Climate change is compounding the problem. Rising temperatures, increased atmospheric carbon dioxide, and shifting precipitation patterns are extending pollen seasons, increasing the amount of pollen plants produce, and potentially making that pollen more potent as an allergen. The CDC notes that these changes may heighten health effects for a growing number of people.
Workplace Exposures
Adults can develop asthma for the first time from repeated exposure to irritants at work, a condition called occupational asthma. The CDC lists numerous industrial chemicals known to cause it, including diisocyanates (found in polyurethane production, spray painting, and foam manufacturing), wood dusts from western red cedar and other species, metal dusts and metalworking fluids, acid anhydrides used in epoxy resins and dyes, and industrial enzymes. Even acrylic monomers found in adhesives and complex platinum salts can sensitize the airways over time. Occupational asthma typically improves when the exposure stops, but in some cases, the airway changes become permanent.
Obesity and Asthma
Carrying excess weight is both a risk factor for developing asthma and a factor that makes existing asthma harder to control. The relationship works through multiple pathways. Fat tissue is not inert storage; it actively produces signaling molecules that promote low-grade inflammation throughout the body, including in the airways. Excess abdominal weight also physically compresses the lungs, reducing lung volumes and making the airways more prone to narrowing.
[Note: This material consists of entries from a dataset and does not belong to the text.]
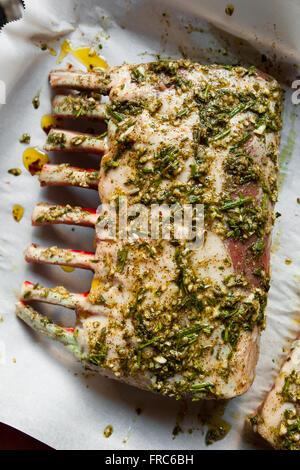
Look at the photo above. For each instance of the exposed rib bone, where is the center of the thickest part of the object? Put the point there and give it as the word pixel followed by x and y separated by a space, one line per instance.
pixel 60 140
pixel 44 214
pixel 75 106
pixel 56 296
pixel 59 256
pixel 66 175
pixel 44 325
pixel 77 80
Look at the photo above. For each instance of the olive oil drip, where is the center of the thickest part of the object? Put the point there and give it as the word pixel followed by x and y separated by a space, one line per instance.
pixel 86 55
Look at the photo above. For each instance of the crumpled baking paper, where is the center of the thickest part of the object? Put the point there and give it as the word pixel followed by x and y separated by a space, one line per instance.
pixel 43 391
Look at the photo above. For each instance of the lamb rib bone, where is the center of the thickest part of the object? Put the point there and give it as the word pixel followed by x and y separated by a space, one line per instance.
pixel 177 321
pixel 47 214
pixel 67 175
pixel 59 140
pixel 278 418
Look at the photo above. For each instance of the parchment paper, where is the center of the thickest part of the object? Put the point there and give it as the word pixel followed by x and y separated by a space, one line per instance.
pixel 43 391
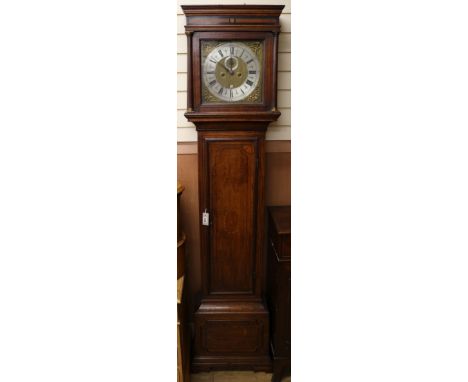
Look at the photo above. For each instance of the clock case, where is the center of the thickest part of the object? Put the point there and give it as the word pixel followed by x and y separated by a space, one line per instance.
pixel 232 320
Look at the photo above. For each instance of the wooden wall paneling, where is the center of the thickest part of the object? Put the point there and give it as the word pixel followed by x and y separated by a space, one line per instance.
pixel 187 173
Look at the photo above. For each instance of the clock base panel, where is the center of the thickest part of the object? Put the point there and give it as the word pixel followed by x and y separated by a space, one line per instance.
pixel 231 336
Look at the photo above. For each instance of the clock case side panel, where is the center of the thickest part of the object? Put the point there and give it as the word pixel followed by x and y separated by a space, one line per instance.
pixel 206 202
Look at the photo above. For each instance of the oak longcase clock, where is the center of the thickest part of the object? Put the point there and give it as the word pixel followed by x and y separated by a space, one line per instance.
pixel 231 99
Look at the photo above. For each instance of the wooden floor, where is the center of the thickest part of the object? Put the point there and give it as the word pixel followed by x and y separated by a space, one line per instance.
pixel 234 376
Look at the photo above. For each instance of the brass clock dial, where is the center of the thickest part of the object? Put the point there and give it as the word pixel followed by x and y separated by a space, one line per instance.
pixel 232 72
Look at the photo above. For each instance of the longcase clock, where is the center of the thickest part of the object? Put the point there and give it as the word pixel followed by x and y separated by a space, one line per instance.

Research published in the European Respiratory Journal describes how excess fat disrupts the normal communication between different types of immune cells, amplifying the inflammatory cascade in the airways. This means that for some people, weight loss can meaningfully improve asthma control, sometimes as much as adding another medication.
Other Contributing Factors
Several additional factors raise asthma risk. Tobacco smoke exposure, particularly during pregnancy and early childhood, is one of the most preventable causes. Children whose mothers smoked during pregnancy have higher asthma rates, and secondhand smoke exposure continues to damage developing airways after birth.
Hormonal factors also play a role. Before puberty, boys are more likely to have asthma than girls. After puberty, the pattern reverses, with women having higher rates than men through adulthood. Hormonal fluctuations during menstrual cycles, pregnancy, and menopause can all influence asthma severity, suggesting that sex hormones interact with airway inflammation in ways that aren’t fully mapped out.
Stress and strong emotions can worsen airway inflammation and trigger symptoms, though they don’t cause asthma on their own. Gastroesophageal reflux, where stomach acid backs up into the esophagus, is another common aggravating factor. The acid can reach the airways and trigger inflammation, creating a cycle where asthma and reflux each make the other worse.